Le prétexte

En hommage à Raymond Queneau, la blogosphère présente une version remixée des fameux EXERCICES DE STYLE. Un projet piloté par Clarence L'inspecteur, en collaboration avec du monde qu'il a déjà vu et du monde qu'il n'a jamais vu. N'importe qui peut participer et prendre en charge une version/contrainte. Il s'agit d'abord de la réclamer, de l'écrire, et de la publier sur son propre blogue. Elle se retrouvera finalement ici, avec un lien en indiquant la provenance. Pour réclamer une version, laissez un commentaire ici ou écrivez à l'adresse suivante: clarencelinspecteur@yahoo.ca

jeudi 23 septembre 2010

12. HÉSITATIONS

Berri-Uqam et une grande marée qui suit son point de fuite vers mille lieux précis, autant de rendez-vous aléatoires et de choix bénins. Pas pour moi. Même la plus petite décision pourrait sceller mon destin, laisser une marque permanente et indélébile.

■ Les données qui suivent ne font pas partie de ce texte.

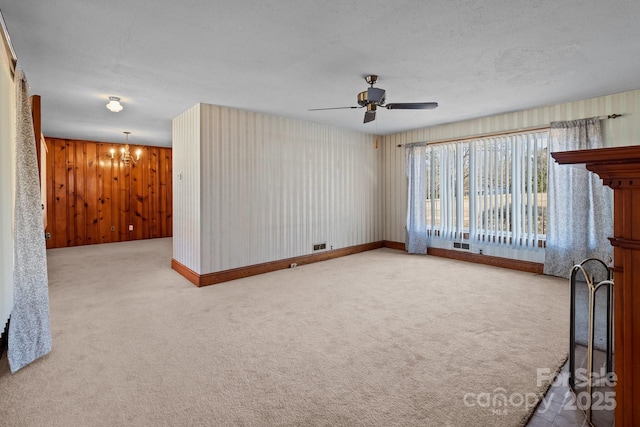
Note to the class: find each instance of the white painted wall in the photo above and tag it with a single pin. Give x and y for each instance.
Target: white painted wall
(187, 227)
(618, 132)
(7, 172)
(271, 187)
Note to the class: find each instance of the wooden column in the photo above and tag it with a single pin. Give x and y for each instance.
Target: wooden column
(37, 126)
(619, 169)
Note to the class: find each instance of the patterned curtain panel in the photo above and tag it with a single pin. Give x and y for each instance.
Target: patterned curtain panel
(29, 330)
(416, 239)
(580, 215)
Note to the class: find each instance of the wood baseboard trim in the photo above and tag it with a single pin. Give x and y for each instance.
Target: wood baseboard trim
(186, 272)
(394, 245)
(513, 264)
(252, 270)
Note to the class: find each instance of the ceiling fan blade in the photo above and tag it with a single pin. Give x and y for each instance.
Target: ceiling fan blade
(331, 108)
(412, 106)
(369, 116)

Comme le choix de cette cravate fripée qui me noue la gorge et me tire vers l'angoisse. Vers la panique. Vers les portes qui se referment et m'étranglent. À force de vivre immobile, on se coince le cul dans toutes les portes qui se referment. Aller à droite. Plus proche encore de la tristesse. Vers la gauche, la frontière de l'infini à découper en mille morceaux. Choisir 1 égal toujours -1000. Pourquoi pas la rouge. Trop criard pour se fondre dans la masse qui trace. Pourquoi pas vert. Pour peut-être espérer trouver mon chemin. Ou gris. Neutre. Ni trop à droite, ni trop à gauche. Implication nulle. Le No man land de l'affirmation. Regarder le sol. Toujours. Laisser passer la foule. Vouloir ramper pour ne pas déranger. Pour ne pas s'imposer. Avoir l'air vide et si fatigué. Être si fatigué de n'aller nul part…

Une jeune asiatique too cool too fonction avec son MP3 à paillettes pas d'écouteurs se moque de ma tronche. Hello Kitty vomit des éclats métalliques qui écorchent les tympans et font chier le peuple. Ça gratte de l'intérieur. Ça pique les oreilles. Ça chauffe les yeux. un tic, deux tics, trois tics, passer un main dans mes cheveux, serrer la mâchoire, cligner de l'oeil à répétition, sentir le sang battre dans mes temples et fuir vers le sol.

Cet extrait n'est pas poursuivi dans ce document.